Archive for Sunday, January 1, 2012

Kansas towns adapting after losing Duckwall stores

January 1, 2012


— Envelopes, paper clips, quick and easy meals, socks. You name it, Duckwall stores in northwest Kansas carried it. That is until the parent company, Duckwall-Alco Stores Inc., decided to close its Duckwall stores at the beginning of 2011, leaving residents in Atwood, La Crosse, Ness City and Plainville without a variety store and those grab-it-and-go items.

But some of the towns are on the rebound. La Crosse residents teamed up shortly after the closure to open their own investor-owned store, Post Rock Variety.

“It was not the easiest thing to do,” said Judith Reynolds, a member of the five-member management team for the store. “I think that it has progressed.”

Inexpensive food items, for which there was a demand, toys, cards, craft supplies and more are offered at the store, picking up where Duckwall left off. And hunting supplies and licenses also are sold.

“Hunting has become a market demand in Rush County,” Reynolds said.

Five part-time employees keep the store going, and more than a dozen investors are backing the store.

“It’s getting better all the time,” Reynolds said.

The other three communities haven’t been quite so fortunate, but both Atwood and Ness City are closing in on deals to bring a locally owned variety store into service.

“We hope to open a variety store in the spring or early summer,” said Julie Britton, Rawlins County economic development director.

Britton said she’s been working to find a store for Atwood for nearly a year and thinks she’s finally found the right person for the job.

“We plan to replace 75 percent of the original merchandise that was in there, and the other 25 percent we’ll acquire from other distributors, so I think it’s all going to come together really well,” Britton said.

Dale Staab, Ness County’s economic development director, said he still is working with a potential candidate on a finance package to open a local variety store, too.

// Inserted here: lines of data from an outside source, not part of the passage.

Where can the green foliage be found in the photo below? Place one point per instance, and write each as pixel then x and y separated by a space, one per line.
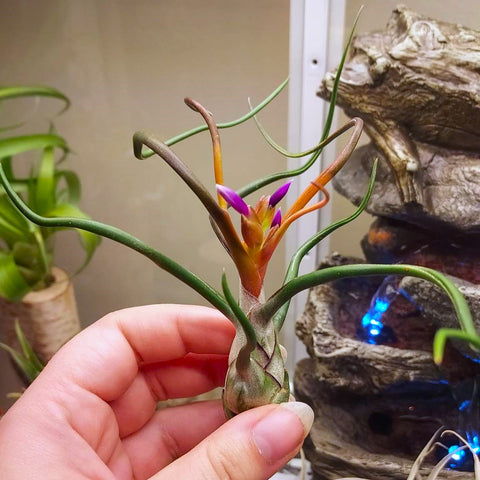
pixel 25 359
pixel 26 250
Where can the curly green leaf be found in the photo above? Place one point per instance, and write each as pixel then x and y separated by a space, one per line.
pixel 239 314
pixel 202 128
pixel 295 286
pixel 443 334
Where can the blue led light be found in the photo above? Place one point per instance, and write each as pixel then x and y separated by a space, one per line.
pixel 462 454
pixel 458 457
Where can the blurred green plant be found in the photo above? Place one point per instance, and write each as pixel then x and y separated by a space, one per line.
pixel 257 373
pixel 26 360
pixel 26 250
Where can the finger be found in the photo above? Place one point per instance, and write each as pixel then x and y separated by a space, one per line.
pixel 198 374
pixel 253 445
pixel 105 358
pixel 171 433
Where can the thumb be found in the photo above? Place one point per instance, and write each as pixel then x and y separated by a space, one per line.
pixel 252 446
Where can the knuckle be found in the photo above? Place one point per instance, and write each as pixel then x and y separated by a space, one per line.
pixel 228 463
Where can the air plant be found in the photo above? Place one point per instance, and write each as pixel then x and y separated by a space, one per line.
pixel 26 251
pixel 256 374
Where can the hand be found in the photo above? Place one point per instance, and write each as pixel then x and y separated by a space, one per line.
pixel 91 414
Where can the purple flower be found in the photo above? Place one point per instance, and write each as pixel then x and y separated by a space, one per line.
pixel 233 199
pixel 277 219
pixel 279 194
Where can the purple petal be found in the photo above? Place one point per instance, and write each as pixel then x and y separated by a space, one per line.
pixel 279 194
pixel 233 199
pixel 277 218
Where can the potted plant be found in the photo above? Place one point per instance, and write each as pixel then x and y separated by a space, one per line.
pixel 32 290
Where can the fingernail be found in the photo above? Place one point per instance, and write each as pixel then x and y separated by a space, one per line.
pixel 282 431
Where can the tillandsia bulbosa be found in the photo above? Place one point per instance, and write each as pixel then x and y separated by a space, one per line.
pixel 256 374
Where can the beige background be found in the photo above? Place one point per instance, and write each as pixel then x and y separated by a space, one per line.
pixel 126 65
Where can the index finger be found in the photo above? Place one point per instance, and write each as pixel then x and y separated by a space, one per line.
pixel 105 357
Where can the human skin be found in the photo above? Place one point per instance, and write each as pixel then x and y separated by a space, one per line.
pixel 91 414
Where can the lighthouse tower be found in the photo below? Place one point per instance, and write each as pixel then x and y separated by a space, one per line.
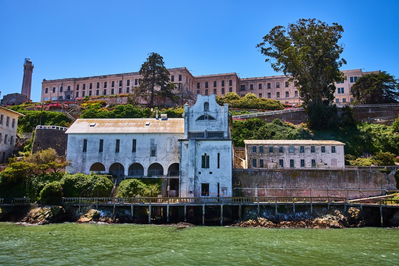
pixel 27 81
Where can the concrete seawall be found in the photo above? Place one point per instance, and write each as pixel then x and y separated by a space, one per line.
pixel 305 183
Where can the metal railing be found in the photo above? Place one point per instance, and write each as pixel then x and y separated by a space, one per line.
pixel 21 201
pixel 203 200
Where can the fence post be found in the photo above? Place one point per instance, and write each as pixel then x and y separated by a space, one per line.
pixel 167 211
pixel 221 214
pixel 149 212
pixel 203 214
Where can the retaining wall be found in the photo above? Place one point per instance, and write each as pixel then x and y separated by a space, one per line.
pixel 305 183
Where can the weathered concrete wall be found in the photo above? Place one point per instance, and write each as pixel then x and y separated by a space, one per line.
pixel 50 138
pixel 297 183
pixel 360 112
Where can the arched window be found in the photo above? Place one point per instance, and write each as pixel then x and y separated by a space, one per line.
pixel 206 106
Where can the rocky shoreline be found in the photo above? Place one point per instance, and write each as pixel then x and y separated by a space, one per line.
pixel 42 215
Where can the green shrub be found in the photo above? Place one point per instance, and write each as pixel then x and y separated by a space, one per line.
pixel 145 187
pixel 81 185
pixel 51 193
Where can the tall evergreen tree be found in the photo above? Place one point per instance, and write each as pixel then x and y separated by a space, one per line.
pixel 309 51
pixel 155 79
pixel 376 88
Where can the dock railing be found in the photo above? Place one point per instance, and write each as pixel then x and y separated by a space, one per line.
pixel 196 201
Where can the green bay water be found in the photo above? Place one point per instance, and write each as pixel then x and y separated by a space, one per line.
pixel 127 244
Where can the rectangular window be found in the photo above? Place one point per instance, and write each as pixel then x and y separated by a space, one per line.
pixel 101 148
pixel 205 161
pixel 204 189
pixel 117 145
pixel 313 163
pixel 153 148
pixel 85 145
pixel 134 143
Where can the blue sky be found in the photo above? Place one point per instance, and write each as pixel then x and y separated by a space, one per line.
pixel 78 38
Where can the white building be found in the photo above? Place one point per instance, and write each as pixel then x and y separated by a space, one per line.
pixel 206 160
pixel 201 164
pixel 294 154
pixel 8 132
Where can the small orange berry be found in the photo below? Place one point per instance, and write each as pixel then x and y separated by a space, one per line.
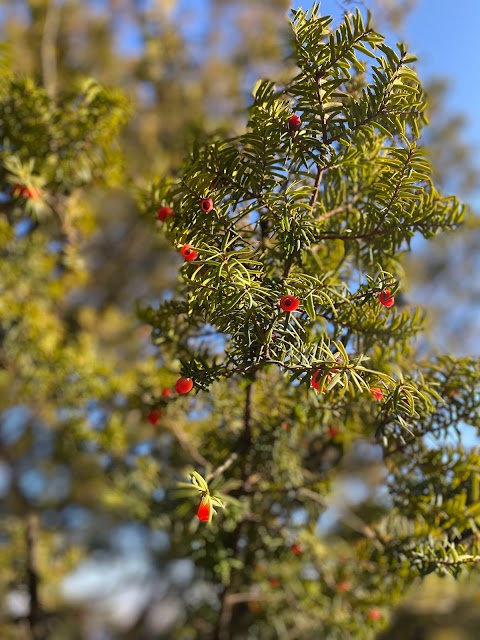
pixel 377 393
pixel 204 510
pixel 183 385
pixel 386 299
pixel 343 586
pixel 206 205
pixel 294 123
pixel 20 191
pixel 316 378
pixel 154 416
pixel 289 303
pixel 188 253
pixel 163 213
pixel 374 614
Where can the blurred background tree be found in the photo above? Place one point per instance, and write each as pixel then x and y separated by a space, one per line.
pixel 80 466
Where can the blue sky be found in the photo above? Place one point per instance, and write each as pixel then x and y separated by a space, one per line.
pixel 444 37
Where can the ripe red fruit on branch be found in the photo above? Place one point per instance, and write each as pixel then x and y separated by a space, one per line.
pixel 154 416
pixel 316 378
pixel 343 586
pixel 294 123
pixel 183 385
pixel 374 614
pixel 204 509
pixel 163 213
pixel 20 191
pixel 206 204
pixel 385 298
pixel 377 393
pixel 188 253
pixel 289 303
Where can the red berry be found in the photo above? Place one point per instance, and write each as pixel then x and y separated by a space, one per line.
pixel 20 191
pixel 183 385
pixel 163 213
pixel 377 393
pixel 385 298
pixel 289 303
pixel 294 123
pixel 206 205
pixel 343 586
pixel 374 614
pixel 188 253
pixel 204 510
pixel 154 416
pixel 316 378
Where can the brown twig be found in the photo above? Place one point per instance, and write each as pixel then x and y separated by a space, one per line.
pixel 31 539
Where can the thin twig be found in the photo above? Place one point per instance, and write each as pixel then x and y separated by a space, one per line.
pixel 228 462
pixel 31 539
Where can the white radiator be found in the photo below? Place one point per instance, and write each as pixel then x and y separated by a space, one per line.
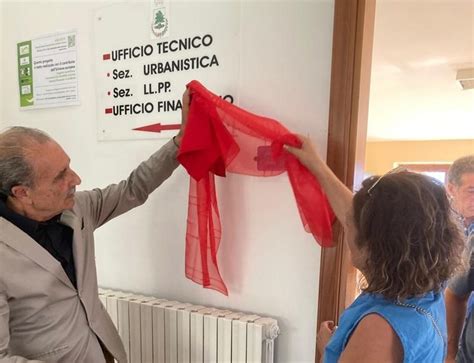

The Duckwall building in Ness City already has been leased as nonretail space, but he hopes the store still can become a reality.

“We miss it here,” Staab said of Duckwall. “I still hear comments just about weekly about ‘When are we going to get one?’”

Other retail stores in Ness City and Plainville have tried to step up, expanding offerings to make up for the loss of Duckwall.

“Some of the local stores have picked up some of the products ... that were most in demand,” said Roger Hrabe, Rooks County’s economic development director.

He said Dollar General had approached him even before Duckwall’s closing announcement about putting in a store in Plainville, and Staab said he had had the same communication. However, both projects stalled when the chain decided to pull back on its expansion plans.

Though there has been no progress made on finding a replacement in Plainville, Hrabe said he continues to have conversations with local residents and corporate businesses.

“We lost employers that had a lot more jobs than what Duckwall’s did, but the idea of what they carried, it was very convenient,” Hrabe said.

And now, Staab said, it’s likely residents are doing more of the Duckwall-type shopping when they are in Hays.

“With us only being an hour away from Hays and the fact that people come into Hays for doctor’s appointments ... Hays has benefited a little bit more because people are doing more of that when they go to Hays,” Staab said.


average 6 years, 4 months ago

The Alco half of the chain is still around. For the most part, they've stayed one step of town just below what a Walmart requires. There are a few places where Alco has held on despite Walmart (Pratt is the one that came to mind... impressive with the small market, but Dodge City and Newton too). Duckwall was the small-small town 5-and-dime side. Dollar General's expansion into most Kansas towns of 2-4000 filled that niche in many cases.

One reason Alco-DUCK has stayed in business compared to other regional retailers was targeted investments by the KPERS fund in Kansas-based businesses in the 80s-90s. Which had positive impacts for the state, yes (critically important for places like Ellsworth, Garnett, or Smith Center trying to avoid ghost-town status). But, from the perspective of growth of KPERS contributions, effectively betting against Walmart in the 80s was one of the worst bets I can think of.

Although I'm from a larger town that lost Alco in the early 80s, I'd stop in several of them passing through. I've thought for a while that Eudora could really support one, and a not-insignificant number of people from Lawrence, at least commuters, would shop there on occasion. I would. But, I don't think they have the capital to do such a build now, and if the SLT is ever finished the Eudora market gets much closer to the South Iowa Strip.